For the unaware, the Fujifilm TX-1 is a Panoramic 35mm rangefinder camera. That means you can shoot in a 65×24 aspect ratio, with the height of 35mm film but the width of larger format film. You get a lot more exposed film in this mode than you do from a regular 35mm camera, and maybe more interestingly, that 65×24 aspect ratio creates some extremely interesting images. This makes it especially great for landscapes, but you can take some interesting shots with it in almost any circumstance.
That being said, shooting 65×24 won’t magically make your photos look better. In fact, I’ve taken plenty of photos that I’ve simply cropped, since the super-wide aspect ratio was a bit of a waste of space.
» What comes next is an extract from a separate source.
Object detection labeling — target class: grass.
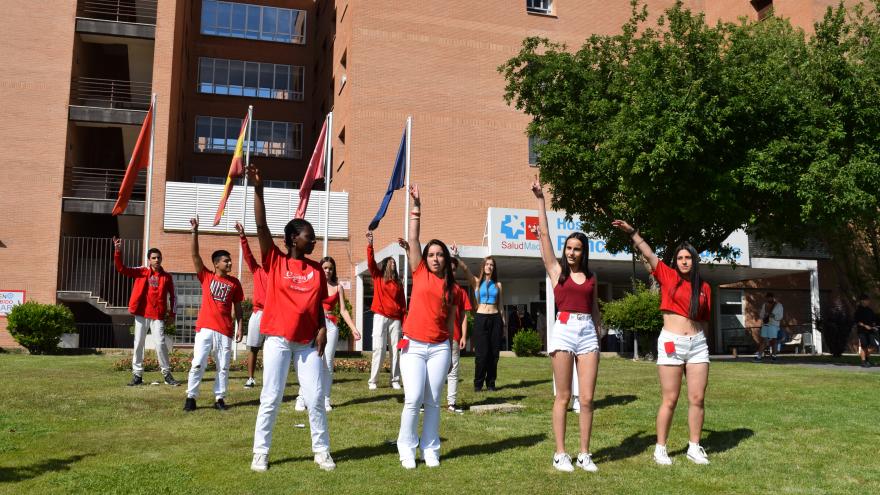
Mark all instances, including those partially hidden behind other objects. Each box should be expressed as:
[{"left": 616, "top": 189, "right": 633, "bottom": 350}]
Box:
[{"left": 0, "top": 354, "right": 880, "bottom": 494}]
But when it hits, my god how it hits.
The Fujifilm TX-1 only has 3 lenses. There’s a 45mm f/4, a 90mm f/4, and that super-rare 30mm f/5.6 I mentioned earlier. You can often get vignetting when shooting with this camera in panoramic mode, and there’s a filter that you can buy which darkens the center of the image to match the exposure of the edges for these circumstances. I don’t have the filter myself, because I kind of like the look this gives, like in this example here, where the vignetting on the 45mm actually brought out more sky detail.
The body of the camera is fairly simple, crafted out of solid titanium which gives it a light copper color. Fun fact, multiple Fujifilm cameras such as the Fuji GA645 come in this color. I love it.
There’s a shutter speed dial, exposure compensation dial, a shutter button on top, and a film speed dial on the front. Otherwise, you’ve only got the viewfinder and built-in light meter window.
There’s a grip on the front of the camera which makes it easier to hold, and it comes in two materials. You can get the camera with a wood grip, giving it a unique look since the grain is different on a per-unit basis, or you can get a black leather grip. Both look pretty amazing on the camera, but I’m happy that I got the wood grip. I think it looks fantastic.
They say the camera you use doesn’t matter, and the photographer is the most important thing for a photo. I agree to a large extent, but also, enjoying your camera is a huge part of feeling inspired enough to actually go out and shoot. The digital Fuji XT-2 is the camera that made me fall in love with photography in the first place, because I actually enjoyed shooting with it due to its fully manual retro feel. I think the Fujifilm TX-1 is the most beautiful camera created, and by god does it inspire me to go out and shoot. I fully understand the appeal of bigger formats (6×7 in particular) and I now own a couple of other cameras in larger formats. But while the Fuji TX-1 doesn’t technically resolve as much detail as some other film formats, it has made 99-percent of my favorite images.
Of course, I could easily wax poetic about why film photography just hits differently. It forces you to be in the moment, you focus more on composition, and you’re not constantly chimping while shooting – a consideration that went into Fujifilm’s creation of the X-Pro 3. I fully believe film photography helps you enjoy the moment more. And as a technology journalist, I need as much of the real world as I can get.
I think my favorite part about film photography though, is the delayed rush of dopamine you get when developing and scanning your photos. I’ve always had a hard time recording my life, which is why I never became a vlogger. I always want to be in the moment and would always forget to record anything. And film lets me do that, while also getting smashed in the face with memories when I develop images days, or sometimes weeks later.
While I’ve collected a few different film cameras over the last year almost strictly because of fascination with their designs, I still use my Fujifilm TX-1 the most. It’s the most enjoyable camera I’ve ever used, and I can attribute my love of film photography to it, directly. Because of this, I can say Fujifilm kicked off both my love of photography in general, and more specifically, film photography in the last year. And for that I’m forever grateful.